General setup notes:
--------------------

I use one single setup on one harddrive.

This setup as it is now is intended to compare different hardware
platforms.  I just connect my standard installation to a new machine
and run the suite.  It is not yet suitable to compare different
versions of the base OS, much less to compare different OSes.

I apologize for not having made a more general suite so far.  It is
planned.  However, this is very hard work and I use this
fixed-installation suite for now until I am more confident what kind
of tests are useful in first place.


Current standard setup:
-----------------------

- FreeBSD-6.0-beta5
- ports tree from FreeBSD-6.0-beta2.  All applications from this tree
- no CPU-specific compilation flags
- custom kernels with internal tests turned off
- malloc debug turned off
- Linux compilations done in linux-base-8 and linux-dev-8

One run through the suite takes approximately 8 hours on a 2.6 GHz
AMD64 machine.

For multi-process or multi-core machines the same kernel with SMP
turned on is used.


Future outlook on this suite:
-----------------------------

Once I stabilize the tests and seperate the useful from the useless
ones, I will change the script to be more general.
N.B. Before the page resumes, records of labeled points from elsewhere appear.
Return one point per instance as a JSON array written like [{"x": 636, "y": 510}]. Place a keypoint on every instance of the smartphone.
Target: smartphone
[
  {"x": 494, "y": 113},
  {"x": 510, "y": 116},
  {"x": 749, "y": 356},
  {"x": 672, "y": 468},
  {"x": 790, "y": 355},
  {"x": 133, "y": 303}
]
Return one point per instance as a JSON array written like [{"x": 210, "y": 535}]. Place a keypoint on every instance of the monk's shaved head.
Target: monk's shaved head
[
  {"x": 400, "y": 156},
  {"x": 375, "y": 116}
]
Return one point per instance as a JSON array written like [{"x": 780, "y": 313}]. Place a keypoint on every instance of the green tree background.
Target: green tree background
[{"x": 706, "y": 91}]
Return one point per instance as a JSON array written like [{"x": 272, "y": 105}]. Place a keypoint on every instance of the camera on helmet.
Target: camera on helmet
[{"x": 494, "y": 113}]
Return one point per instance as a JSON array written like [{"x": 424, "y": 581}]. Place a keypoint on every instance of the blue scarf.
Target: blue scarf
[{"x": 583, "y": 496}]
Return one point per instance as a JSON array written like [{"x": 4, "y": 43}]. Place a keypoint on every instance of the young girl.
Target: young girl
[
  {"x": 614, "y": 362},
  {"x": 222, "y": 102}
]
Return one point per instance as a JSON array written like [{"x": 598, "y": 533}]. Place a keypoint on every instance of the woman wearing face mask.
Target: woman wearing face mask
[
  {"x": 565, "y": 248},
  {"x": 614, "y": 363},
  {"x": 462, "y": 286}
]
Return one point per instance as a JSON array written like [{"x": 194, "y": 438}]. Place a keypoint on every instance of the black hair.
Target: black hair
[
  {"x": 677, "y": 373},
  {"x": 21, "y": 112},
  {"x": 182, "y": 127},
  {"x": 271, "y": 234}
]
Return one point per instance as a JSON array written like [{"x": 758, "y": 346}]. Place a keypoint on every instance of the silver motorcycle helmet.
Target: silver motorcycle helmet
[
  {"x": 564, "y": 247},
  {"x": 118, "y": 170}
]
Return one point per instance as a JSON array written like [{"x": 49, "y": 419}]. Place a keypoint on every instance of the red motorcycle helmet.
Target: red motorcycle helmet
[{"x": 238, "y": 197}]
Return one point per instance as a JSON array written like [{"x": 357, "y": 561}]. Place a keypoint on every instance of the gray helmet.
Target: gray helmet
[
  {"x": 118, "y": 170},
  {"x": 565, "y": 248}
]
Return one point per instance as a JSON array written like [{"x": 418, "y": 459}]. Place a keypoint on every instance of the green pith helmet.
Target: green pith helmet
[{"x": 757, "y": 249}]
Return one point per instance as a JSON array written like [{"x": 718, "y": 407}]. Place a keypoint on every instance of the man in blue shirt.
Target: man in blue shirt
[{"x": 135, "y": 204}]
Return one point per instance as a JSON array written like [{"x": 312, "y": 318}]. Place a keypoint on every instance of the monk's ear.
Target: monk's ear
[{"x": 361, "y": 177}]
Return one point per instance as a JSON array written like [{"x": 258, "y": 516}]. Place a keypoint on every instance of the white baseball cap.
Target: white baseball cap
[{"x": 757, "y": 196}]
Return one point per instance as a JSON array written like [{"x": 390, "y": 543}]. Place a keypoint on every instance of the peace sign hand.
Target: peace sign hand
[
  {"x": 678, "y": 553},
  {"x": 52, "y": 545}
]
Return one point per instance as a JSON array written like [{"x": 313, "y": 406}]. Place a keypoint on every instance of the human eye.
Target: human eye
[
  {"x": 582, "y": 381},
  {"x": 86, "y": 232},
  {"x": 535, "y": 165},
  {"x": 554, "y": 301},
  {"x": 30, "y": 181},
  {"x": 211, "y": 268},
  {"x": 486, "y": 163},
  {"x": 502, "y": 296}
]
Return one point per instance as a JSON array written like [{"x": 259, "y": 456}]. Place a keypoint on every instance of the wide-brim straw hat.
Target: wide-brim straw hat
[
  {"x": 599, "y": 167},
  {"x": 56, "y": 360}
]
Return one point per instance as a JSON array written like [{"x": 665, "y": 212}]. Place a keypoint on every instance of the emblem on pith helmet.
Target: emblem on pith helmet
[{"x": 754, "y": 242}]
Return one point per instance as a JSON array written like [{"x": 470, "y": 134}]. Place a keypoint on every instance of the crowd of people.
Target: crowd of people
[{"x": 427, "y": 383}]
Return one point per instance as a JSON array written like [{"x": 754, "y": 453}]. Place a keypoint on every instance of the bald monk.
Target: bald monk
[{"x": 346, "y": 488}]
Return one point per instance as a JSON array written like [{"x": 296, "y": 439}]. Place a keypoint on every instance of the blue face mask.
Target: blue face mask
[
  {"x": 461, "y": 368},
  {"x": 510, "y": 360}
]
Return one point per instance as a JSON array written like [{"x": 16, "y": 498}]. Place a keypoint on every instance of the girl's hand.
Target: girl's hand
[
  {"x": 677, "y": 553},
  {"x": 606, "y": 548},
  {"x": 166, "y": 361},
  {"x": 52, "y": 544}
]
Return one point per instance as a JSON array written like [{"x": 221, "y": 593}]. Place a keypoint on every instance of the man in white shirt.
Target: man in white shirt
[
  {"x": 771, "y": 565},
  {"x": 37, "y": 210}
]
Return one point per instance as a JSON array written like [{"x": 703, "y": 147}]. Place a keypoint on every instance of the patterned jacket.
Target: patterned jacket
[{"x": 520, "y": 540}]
First I will change it so that you can run it on any FreeBSD version
(to monitor kernel changes' effect on performance).

Then I will isolate those tests that can be run on non-FreeBSD
so that you can run it on other Unixes.

Note however that the suite relies on gcc pretty heavily.  In
addition, Linux versions differ in compilation speed due to the fact
that the grade of insanity when expanding the glibc include files
varies.  It will always be required to compare different OS kernels by
dragging around a complete chroot environment containing the reference
compiler, including libs and include files.

(of course you can opt to test a different compiler, but using a
different compiler and kernel at the same time will be nonsense)


Various details
---------------

This suite is careful not to run tests too close after another, to
avoid that delayed effects influence followup tests.  An example is
that after a `make clean` or other deleting operations there is a sync
and a wait to make sure that softupdates don't kick in when we already
run a new timed test.

For the parallel tests the suite is careful to make sure no old
background loops are around when new tests start.  This is the most
tricky part of the suite, BTW.

This suite is a first-class hardware and overclocking test.  Prime95
is pale in comparision.


Why do I use user CPU time, not user+sys?
-----------------------------------------

Because the SMP kernel running on a SMP machine causes higher sys
values for equally fast CPUs, even when just one program is running.
It actually causes slightly higher user values, too (from cache
trashing when choosing a different CPU) but that is minor.  To use
user+sys I would have to run the single-threaded kernel for
single-threaded benchmarks.  That costs a lot of time, basically twice
as much.  Since user and user+sys for the same kernel correlate
precisely (from what I have seen) it is better to just take user and
spend the time which would be required for a second run to test
something actually different.


Graphs and charting
-------------------

The graphs are made with the pycharts package, writing Python programs
from a Perl script (these fools had to use indendations for block
boundaries - why? Anyway...).

All results are normalized to one reference machine, which is set to
100.

Charts usually come in an unlimited variant and in one variant which
concentrates on the area around 100 (the "cutoff" variant).

Charts are made for wall clock time and for user CPU time.

Parallel tests are usually not reported in the user CPU time charts.

The charting script builds an average of all values that it finds for
one given platform in the results file.  It then goes over the values
a second time and kicks out all values that are out of bounds.  For
now, values are considered out of bounds if they are > 2 < 0.5 of the
first average (including themself, so this test is really not that
hard).  I will tighten that up after I clean up my results so far.